After we posted about a reader’s frustrated attempts to buy Adobe’s Dreamweaver, Adobe sent us an email, which we passed along to the reader. Over the weekend, she wrote in and said Adobe helped her solve her problems.
Our reader’s email:
I got in touch with the Adobe contact you forwarded, and a representative from Adobe Customer Care headquarters took over my case. Their explanation for the problem was:
“Your recent order was an Upsell, unfortunately the only qualifying product that would apply for this type of purchase is GoLive 9. With an Upgrade purchase a customer is able to upgrade from GoLive 5/6/7/8 – Version 8 is also labeled as CS2, with this information I am able to see where anyone would have thought that they would have been able to “Upgrade” from CS2 premium to Dreamweaver CS3. With all the different products and availability I can see where anyone can get confused, I know I do.”

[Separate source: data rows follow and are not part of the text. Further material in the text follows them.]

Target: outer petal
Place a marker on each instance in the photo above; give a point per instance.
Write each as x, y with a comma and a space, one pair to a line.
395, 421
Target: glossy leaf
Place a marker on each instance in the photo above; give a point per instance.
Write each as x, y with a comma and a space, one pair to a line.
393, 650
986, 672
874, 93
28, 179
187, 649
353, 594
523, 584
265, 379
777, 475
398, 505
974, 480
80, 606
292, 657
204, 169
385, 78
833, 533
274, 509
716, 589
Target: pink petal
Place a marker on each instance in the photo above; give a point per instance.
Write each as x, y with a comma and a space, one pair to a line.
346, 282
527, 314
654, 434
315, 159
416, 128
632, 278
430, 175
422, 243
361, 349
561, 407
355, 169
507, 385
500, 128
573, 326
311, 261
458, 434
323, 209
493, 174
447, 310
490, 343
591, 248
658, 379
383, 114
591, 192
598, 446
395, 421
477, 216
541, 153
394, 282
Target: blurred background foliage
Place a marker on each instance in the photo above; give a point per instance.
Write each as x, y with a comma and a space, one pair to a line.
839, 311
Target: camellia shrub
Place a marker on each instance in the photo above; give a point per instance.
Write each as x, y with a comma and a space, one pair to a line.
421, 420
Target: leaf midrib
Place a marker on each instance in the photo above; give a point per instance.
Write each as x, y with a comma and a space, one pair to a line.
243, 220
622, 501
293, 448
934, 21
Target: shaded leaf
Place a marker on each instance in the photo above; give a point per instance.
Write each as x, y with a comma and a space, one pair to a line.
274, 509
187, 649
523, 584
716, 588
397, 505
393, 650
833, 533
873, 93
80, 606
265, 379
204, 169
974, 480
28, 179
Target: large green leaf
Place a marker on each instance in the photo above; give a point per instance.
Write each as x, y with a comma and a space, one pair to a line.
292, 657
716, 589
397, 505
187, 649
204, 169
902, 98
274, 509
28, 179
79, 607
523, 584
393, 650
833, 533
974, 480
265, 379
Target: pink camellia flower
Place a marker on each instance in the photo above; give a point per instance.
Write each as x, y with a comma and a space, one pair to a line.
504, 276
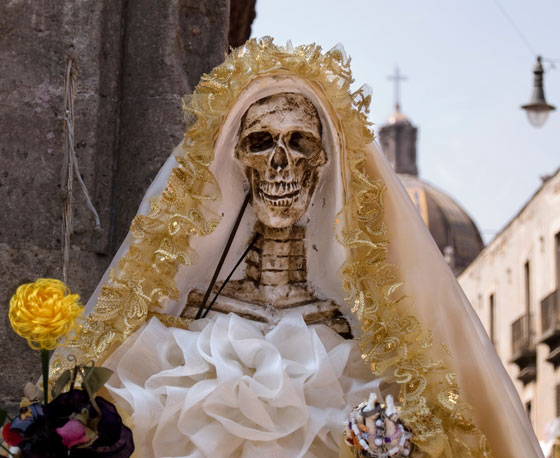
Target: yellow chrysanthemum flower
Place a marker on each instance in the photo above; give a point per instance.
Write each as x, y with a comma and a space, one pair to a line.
44, 312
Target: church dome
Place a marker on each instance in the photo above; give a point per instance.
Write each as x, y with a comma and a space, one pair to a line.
451, 227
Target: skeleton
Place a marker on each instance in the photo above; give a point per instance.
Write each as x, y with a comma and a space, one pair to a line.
280, 148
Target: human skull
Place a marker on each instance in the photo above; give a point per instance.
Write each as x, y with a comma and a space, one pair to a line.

Now, I don’t see how this can be, as the only two upgrade options available for purchase on the Adobe site are upgrade from Go Live 6/CS/CS2, or upgrade from Dreamweaver MX, MX 2004 or 8. Also, the screen that was giving me grief was asking me to choose which of Go Live 6/CS/CS2 I was upgrading from…

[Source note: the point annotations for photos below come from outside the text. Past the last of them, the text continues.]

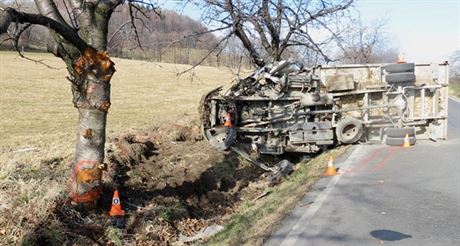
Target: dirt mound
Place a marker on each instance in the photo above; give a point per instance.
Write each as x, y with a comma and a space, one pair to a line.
171, 183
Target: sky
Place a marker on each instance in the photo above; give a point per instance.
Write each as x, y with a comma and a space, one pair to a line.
422, 30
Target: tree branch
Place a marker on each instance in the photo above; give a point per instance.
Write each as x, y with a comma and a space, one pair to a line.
9, 15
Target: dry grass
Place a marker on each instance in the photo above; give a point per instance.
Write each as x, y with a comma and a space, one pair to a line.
36, 112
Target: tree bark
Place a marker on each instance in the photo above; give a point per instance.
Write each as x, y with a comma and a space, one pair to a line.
91, 90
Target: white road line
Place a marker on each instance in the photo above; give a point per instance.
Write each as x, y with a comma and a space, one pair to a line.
298, 228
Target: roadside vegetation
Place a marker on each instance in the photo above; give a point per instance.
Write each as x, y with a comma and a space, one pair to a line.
153, 145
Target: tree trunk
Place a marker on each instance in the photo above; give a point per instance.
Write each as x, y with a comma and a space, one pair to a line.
91, 90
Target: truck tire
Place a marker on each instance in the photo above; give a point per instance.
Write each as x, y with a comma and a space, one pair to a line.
399, 141
349, 130
400, 132
400, 78
400, 68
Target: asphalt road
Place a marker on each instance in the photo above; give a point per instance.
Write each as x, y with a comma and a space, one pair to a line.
384, 195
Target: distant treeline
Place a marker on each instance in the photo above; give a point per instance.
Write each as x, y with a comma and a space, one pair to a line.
169, 37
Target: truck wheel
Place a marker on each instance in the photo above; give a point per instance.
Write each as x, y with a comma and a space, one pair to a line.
349, 130
400, 68
400, 78
400, 132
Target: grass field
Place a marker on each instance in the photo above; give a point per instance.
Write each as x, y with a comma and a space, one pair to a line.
38, 123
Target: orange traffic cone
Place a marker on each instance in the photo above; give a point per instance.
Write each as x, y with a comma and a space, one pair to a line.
330, 170
406, 143
116, 209
228, 120
401, 58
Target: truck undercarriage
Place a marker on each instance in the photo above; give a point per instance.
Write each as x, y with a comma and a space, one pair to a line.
284, 107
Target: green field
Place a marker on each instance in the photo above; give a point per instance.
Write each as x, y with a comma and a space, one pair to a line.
38, 124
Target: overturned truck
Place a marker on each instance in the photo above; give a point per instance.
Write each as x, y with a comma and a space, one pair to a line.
284, 107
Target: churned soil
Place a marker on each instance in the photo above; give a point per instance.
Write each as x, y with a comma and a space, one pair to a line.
172, 184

But anyway, they issued me a new serial number (via email) which allowed me to bypass the upgrade screen altogether, and activate the product properly. So I now have a working copy of the software I paid for, and I have thanked the representative for resolving the issue.

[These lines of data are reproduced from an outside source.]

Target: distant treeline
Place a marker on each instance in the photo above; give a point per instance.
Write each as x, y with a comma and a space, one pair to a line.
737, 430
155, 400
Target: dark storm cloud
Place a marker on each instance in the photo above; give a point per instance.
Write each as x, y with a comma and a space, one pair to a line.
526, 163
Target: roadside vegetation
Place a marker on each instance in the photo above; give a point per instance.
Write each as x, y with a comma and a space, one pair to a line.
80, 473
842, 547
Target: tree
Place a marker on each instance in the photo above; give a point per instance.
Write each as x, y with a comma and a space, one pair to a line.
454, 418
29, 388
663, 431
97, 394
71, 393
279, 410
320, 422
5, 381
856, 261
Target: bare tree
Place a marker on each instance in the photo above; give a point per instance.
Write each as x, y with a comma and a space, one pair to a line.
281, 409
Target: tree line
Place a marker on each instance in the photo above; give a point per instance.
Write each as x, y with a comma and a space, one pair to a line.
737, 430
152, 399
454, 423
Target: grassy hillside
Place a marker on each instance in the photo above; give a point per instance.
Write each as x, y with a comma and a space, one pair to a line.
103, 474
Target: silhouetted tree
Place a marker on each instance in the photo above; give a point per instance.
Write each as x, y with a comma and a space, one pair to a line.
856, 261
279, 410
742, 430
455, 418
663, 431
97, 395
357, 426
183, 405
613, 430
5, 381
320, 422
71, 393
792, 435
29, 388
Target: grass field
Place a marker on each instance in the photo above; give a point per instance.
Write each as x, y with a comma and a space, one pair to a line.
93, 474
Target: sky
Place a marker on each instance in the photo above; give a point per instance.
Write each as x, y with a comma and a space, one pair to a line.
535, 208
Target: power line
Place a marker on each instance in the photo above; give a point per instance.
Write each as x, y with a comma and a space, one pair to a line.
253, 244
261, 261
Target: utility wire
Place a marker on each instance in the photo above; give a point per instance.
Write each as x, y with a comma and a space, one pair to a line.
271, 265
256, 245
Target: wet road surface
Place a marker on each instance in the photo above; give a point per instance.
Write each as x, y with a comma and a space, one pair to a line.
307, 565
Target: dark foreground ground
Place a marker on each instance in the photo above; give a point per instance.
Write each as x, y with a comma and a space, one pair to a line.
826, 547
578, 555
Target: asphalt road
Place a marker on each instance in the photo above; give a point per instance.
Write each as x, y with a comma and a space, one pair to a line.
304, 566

As a matter of record, I noticed in the comments to the story you ran that some people had mentioned that the Help menu on Adobe products rarely displays the full serial number. Although I forgot to mention it specifically in my original notes to the Consumerist, I had worked that out at some point, and gone back to my original disks for the full serial number. That hadn’t worked either.
A good tactic for discouraging people from illegally downloading your expensive software is to make sure that those who want to pay money for it are able to. Good work, Adobe.